Все затаили дыхание: журналист был слишком прямолинеен. На пару секунд воцарилась тишина, но на лице Игнасио не дрогнул ни единый мускул. Искренняя улыбка оставалась на месте, как будто ничего не случилось.
– Мирейя, ты же знаешь, я не собираюсь делать заявлений на эту тему. Это не мое дело. А сейчас с вашего позволения…
– Последний вопрос. – Вперед вышел молодой парень с выраженным британским акцентом. – Это для Санди таймс…
Публика выжидающе обернулась к английскому журналисту. Если вмешается европейская пресса, у нах с Эсти не останется шансов. Но, похоже, присутствие международных СМИ нисколько не поколебало Игнасио.
– Повторяю, – оборвал он журналиста изящным кивком. – Я не намерен ничего сообщать. Я никак не связан с этим печальным происшествием. Благодарю вас за проявленный интерес и присутствие на мероприятии, столь важном для отечественной гастрономии. Всем доброго дня.
Игнасио покинул сцену, но в зале его мигом окружила толпа: какие-то шишки с радио, телевидения, а также – безымянная публика, норовившая сделать с ним селфи.
– Эсти, – шепнул я коллеге, – проберись к нему и скажи, чтобы шел в мужскую уборную. Здесь его заживо сожрут.
Я покинул конференц-зал ресторана и спросил, где туалет. Оказавшись внутри, подождал несколько минут, пока Игнасио не вошел вслед за мной, запер за собой дверь и прислонился спиной к стене. Закрыл глаза, поднял лицо к потолку и испустил долгий вздох.
– Инспектор Айяла, – представился я, протягивая ему руку для рукопожатия. – Мы договорились встретиться у вас дома в час дня, но, думаю, покинуть это место вам будет не так просто. Вы на машине?
– Нет, пешком, – ответил он, крепко пожав мою руку. – После дня Сантьяго люди с ума посходили, останавливают меня на улице, чтобы брякнуть первое, что в голову взбредет. Однако я не предполагал, что безобидное кулинарное шоу станет смертельной ловушкой. Боюсь, все будет так же, как двадцать лет назад: придется прятаться.

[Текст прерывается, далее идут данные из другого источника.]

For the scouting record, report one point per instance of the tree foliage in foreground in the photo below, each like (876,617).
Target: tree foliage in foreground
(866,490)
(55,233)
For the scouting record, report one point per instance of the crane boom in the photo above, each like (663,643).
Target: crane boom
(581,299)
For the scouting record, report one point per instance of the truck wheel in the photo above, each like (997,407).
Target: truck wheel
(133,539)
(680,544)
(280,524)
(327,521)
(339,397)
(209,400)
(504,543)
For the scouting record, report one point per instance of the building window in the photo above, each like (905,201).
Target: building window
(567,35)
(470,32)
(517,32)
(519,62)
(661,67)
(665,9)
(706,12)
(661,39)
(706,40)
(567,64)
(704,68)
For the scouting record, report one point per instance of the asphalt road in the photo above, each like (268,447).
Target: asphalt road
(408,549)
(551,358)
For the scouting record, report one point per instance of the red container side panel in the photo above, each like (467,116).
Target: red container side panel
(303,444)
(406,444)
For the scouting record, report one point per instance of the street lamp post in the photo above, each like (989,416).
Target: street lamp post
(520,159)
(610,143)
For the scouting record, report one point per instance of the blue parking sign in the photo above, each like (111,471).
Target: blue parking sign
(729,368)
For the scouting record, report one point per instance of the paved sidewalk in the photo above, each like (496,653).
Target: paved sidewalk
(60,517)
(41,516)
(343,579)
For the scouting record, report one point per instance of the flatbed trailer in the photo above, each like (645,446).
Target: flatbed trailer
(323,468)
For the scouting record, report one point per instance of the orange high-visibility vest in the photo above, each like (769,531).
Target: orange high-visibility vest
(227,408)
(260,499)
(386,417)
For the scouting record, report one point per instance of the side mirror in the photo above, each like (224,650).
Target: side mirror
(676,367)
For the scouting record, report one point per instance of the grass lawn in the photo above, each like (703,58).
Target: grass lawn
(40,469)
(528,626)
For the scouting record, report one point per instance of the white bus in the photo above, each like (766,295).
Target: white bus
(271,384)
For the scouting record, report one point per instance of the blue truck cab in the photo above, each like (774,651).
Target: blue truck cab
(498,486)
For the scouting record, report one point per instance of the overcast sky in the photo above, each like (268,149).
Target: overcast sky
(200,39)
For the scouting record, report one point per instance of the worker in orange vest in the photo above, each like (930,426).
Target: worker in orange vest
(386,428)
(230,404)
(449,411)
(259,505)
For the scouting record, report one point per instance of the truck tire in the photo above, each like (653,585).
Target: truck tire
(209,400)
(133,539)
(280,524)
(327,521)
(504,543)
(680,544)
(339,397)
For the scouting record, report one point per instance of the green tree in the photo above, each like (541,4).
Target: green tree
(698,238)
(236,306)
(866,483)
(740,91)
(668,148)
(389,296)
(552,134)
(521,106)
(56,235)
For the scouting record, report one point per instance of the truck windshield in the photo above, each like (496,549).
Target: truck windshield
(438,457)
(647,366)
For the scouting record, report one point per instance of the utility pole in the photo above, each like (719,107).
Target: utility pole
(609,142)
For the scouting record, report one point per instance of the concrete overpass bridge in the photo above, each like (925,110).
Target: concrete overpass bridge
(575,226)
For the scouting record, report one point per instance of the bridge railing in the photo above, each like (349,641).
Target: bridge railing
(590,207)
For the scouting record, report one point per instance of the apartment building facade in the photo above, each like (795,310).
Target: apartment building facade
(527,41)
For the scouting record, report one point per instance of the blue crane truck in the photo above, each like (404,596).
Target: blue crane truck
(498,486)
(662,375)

– Мы с коллегой припарковались неподалеку, возле здания суда, – перебил я его, стараясь, чтобы мой голос звучал как можно более участливо.
– Это что, полицейская машина? Меньше всего мне хотелось бы, чтобы люди видели, как я сажусь в патрульную машину. Это вызовет еще больше конспирологических теорий.
– Нет, машина обычная.
Бывший инспектор полиции взял ситуацию в свои руки.
– Ты выше и крепче меня, к тому же в штатском, – сказал он. – Скажи своей подружке, чтобы вышла первой, села за руль и остановилась возле ресторана. Когда выйдем, прикрой меня и отвернись от камер, чтобы тебя не узнали. Сделаем все возможно, чтобы наши физиономии не появились сегодня на обложках газет.
– Договорились.
Я предупредил Эстибалис, и через пять минут мы уже штурмовали человеческую стену, ожидающую на выходе из «Сальдиарана». Я загородил Игнасио, ставшего невольной жертвой собственной славы, и мы прорвались к машине, заметив, что задняя дверь приоткрыта.